Staphylococcus epidermidis and Cutibacterium acnes: Two Major Sentinels of Skin Microbiota and the Influence of Cosmetics
It is apparent that Cutibacterium has two faces.
While the pathogenicity of this organism in shoulder periprosthetic infections has been emphasized, this review reminds us of the beneficial actions of this organism in fending off highly virulent organisms.
Cutibacterium are normally found in the pilosebaceous units of the chest and back. C. acnes growth areas correspond to environments rich in oleic and palmitic acids from sebum. The bacteria metabolizes fatty acids and other sebaceous fluids and lipids to generate free fatty acids, such as propionic and acetic acids. Cutibacterium participate in skin homeostasis, host defense and innate immunity helping the skin in fighting pathogenic bacteria by the direct inhibition of pathogen growth, competition for nutrients and occupation of an ecological niche. They can also directly kill pathogens by the production of bacteriocins and the induction of the production of antimicrobial peptides (cathelicidins and human beta defensins) by host cells, such as keratinocytes, sebocytes and immune cells. Bacteriocins produced by commensal C. acnes strains have in vitro an action directed against virulent pathogenic strains of Cutibacterium, lactic acid bacteria, Gram-negative bacteria and yeasts.

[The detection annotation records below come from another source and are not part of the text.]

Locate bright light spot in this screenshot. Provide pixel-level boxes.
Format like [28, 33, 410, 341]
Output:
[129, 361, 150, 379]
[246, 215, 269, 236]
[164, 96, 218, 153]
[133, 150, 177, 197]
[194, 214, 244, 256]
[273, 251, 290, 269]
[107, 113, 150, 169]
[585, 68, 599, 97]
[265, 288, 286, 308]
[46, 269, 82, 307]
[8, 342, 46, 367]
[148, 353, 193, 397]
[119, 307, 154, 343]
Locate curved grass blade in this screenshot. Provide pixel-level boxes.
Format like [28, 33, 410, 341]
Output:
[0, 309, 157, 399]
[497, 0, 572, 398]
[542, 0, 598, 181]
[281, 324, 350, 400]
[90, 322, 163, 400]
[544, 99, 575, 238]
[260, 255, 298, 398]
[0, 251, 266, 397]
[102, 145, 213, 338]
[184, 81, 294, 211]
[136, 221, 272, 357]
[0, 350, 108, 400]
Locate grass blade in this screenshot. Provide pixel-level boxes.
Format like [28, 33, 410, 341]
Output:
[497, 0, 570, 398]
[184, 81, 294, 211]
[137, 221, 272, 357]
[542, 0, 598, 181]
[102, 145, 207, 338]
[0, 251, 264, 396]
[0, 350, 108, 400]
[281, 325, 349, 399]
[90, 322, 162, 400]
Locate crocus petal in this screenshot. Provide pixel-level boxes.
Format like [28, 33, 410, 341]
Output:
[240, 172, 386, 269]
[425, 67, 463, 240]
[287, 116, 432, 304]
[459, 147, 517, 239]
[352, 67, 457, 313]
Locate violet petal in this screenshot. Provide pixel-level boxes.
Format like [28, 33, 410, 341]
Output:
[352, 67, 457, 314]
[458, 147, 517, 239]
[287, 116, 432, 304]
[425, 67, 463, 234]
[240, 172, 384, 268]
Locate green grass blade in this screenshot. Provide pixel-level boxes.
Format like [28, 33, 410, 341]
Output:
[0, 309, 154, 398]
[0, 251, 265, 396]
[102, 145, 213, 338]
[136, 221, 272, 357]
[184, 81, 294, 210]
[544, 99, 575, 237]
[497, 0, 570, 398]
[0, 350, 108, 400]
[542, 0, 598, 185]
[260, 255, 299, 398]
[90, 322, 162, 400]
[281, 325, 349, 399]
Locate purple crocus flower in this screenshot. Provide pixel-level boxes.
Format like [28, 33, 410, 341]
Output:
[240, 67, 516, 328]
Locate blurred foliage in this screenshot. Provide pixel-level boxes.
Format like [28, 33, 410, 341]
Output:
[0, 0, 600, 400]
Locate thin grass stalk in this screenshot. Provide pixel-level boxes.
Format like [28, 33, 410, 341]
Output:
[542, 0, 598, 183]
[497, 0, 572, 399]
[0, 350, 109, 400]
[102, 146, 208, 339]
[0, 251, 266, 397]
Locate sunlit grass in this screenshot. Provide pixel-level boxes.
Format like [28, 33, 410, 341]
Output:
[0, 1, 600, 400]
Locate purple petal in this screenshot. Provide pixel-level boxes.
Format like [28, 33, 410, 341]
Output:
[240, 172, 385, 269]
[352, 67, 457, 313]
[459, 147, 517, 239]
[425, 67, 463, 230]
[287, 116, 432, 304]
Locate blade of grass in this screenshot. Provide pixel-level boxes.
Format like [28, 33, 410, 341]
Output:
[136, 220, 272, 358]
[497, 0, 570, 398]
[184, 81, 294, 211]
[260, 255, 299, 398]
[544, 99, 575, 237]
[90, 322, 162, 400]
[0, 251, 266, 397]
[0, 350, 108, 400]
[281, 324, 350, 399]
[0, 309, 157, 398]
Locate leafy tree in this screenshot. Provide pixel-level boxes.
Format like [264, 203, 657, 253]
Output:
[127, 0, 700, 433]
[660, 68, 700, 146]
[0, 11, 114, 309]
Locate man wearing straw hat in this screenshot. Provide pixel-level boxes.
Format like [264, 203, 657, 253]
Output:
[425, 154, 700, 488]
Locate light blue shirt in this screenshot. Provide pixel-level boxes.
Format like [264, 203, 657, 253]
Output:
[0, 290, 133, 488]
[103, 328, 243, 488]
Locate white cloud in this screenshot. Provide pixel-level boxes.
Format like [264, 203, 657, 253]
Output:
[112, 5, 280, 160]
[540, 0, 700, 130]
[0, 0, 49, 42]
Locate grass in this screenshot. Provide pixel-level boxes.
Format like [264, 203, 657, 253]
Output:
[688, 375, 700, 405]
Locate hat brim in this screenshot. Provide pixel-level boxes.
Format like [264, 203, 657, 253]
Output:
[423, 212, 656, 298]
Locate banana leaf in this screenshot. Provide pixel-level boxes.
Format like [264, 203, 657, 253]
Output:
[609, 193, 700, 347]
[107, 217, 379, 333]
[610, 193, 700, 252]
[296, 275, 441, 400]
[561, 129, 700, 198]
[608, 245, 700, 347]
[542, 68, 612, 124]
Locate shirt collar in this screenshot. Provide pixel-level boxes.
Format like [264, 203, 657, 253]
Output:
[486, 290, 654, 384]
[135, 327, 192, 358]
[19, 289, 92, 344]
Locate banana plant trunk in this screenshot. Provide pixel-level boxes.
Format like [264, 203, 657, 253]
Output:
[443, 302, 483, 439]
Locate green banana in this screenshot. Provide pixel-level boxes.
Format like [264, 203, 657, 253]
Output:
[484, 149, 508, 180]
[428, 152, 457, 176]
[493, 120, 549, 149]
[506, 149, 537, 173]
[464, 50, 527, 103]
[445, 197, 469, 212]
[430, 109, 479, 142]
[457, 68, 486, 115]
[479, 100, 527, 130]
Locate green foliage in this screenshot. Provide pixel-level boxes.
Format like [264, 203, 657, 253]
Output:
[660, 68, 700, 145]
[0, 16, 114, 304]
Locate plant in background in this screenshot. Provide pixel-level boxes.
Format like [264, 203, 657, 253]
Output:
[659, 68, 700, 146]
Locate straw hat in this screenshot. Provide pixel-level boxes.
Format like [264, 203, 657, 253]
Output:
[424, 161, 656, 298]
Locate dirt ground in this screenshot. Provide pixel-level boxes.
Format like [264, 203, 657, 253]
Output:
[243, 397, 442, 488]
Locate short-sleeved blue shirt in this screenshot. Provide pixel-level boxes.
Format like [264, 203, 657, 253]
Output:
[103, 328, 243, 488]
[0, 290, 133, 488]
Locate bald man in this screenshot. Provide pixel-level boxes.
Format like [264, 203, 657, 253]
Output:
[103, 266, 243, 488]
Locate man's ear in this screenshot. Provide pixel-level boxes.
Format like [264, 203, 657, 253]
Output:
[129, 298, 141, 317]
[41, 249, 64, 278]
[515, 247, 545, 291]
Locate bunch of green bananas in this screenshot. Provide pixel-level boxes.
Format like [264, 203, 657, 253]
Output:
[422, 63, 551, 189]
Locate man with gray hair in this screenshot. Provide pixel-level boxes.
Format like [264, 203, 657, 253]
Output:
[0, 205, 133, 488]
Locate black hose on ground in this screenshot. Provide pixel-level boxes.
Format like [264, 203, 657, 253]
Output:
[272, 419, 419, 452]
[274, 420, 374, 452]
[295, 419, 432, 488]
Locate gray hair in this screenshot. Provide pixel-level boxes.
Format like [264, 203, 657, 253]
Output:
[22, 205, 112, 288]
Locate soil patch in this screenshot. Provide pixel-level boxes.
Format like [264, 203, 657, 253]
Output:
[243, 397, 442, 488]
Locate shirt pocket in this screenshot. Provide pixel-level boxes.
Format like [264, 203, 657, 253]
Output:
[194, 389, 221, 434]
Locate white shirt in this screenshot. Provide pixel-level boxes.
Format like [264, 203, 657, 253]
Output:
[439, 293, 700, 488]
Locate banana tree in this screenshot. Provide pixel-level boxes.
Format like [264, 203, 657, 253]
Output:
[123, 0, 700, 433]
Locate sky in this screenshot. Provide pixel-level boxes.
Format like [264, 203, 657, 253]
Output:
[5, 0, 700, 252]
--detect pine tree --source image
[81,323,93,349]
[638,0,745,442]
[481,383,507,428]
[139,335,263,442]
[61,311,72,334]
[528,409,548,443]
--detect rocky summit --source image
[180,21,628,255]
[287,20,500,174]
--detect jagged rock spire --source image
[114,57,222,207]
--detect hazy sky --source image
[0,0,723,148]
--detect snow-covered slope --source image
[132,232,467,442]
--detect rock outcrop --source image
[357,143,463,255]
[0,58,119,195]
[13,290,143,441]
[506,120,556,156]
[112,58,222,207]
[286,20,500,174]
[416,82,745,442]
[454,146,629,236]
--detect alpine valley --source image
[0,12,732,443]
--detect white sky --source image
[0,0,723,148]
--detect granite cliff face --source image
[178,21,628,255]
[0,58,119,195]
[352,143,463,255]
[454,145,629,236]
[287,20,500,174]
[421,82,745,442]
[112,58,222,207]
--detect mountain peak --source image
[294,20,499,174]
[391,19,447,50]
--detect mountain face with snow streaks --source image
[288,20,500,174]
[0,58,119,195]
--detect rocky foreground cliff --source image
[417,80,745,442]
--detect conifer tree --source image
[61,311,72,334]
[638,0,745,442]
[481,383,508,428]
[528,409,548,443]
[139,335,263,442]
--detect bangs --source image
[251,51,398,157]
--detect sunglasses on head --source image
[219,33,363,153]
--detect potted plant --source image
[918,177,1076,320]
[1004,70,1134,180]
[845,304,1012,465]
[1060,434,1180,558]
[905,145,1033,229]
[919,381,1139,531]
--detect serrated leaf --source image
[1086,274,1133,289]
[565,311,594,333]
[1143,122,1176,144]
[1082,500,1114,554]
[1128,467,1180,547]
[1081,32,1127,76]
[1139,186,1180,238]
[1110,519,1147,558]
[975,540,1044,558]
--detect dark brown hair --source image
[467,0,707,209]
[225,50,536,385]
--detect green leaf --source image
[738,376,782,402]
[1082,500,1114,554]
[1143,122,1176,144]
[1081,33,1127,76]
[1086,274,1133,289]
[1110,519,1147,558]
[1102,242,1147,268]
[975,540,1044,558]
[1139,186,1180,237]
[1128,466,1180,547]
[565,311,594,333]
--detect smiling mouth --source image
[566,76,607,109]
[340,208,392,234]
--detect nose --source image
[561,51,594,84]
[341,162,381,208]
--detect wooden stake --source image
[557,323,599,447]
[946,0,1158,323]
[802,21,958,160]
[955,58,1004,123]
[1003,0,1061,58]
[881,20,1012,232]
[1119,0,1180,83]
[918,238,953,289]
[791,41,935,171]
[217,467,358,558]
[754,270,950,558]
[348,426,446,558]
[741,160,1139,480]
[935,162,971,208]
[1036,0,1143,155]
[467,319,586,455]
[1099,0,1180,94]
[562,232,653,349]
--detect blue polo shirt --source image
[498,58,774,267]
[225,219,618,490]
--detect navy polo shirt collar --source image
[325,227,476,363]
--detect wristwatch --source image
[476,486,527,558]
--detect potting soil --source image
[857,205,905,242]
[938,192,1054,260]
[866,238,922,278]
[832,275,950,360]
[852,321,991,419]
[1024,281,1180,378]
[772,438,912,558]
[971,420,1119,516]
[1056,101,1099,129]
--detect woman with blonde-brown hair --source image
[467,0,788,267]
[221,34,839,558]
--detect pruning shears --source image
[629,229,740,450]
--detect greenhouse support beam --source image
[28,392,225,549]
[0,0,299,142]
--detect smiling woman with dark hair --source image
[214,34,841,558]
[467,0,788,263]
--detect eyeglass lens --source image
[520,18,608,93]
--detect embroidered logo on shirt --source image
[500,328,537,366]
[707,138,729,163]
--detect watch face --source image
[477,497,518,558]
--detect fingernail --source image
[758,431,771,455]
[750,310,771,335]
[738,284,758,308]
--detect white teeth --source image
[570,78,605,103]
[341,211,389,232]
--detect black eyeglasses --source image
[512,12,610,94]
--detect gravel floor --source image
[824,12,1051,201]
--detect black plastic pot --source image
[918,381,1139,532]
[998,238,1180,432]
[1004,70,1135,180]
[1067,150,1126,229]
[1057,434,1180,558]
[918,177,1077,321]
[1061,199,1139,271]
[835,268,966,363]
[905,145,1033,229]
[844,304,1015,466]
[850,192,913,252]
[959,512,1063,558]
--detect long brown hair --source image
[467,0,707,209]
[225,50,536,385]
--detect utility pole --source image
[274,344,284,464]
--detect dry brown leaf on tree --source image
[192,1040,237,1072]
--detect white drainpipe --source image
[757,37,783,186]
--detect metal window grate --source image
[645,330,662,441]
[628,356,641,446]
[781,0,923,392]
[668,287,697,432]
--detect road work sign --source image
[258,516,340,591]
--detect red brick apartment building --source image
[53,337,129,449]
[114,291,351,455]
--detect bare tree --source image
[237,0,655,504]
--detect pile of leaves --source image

Shifts between commensalism and pathogenicity are commonly observed when the skin barrier is disturbed (drastic increase of skin pH, water loss, skin flaking, keratinocytes apoptosis and inflammation). Dysbiosis is a disequilibrium of microbiota diversity and functionality, often characterized by an abnormality in bacterial composition, abundance or deficiency. The relationship of cutaneous dysbiosis to periprosthetic infections is discussed in a recent article Preoperative Skin Cultures Predict Periprosthetic Infections in Revised Shoulder Arthroplasties When clinic skin cultures grew a high percentage (≥75%) of Cutibacterium this finding predicted a culture-positive Cutibacterium PJI with an accuracy of 94%. For male patients, a preoperative clinic skin Cutibacterium percentage of ≥75% predicted the presence of a culture-positive Cutibacterium PJI with an accuracy of 100%.
While there is some enthusiasm for altering the skin microbiome prior to surgery using agents such as Benzoyl Peroxide (BPO), it is possible that this intervention may open the door for more virulent organisms (see this link).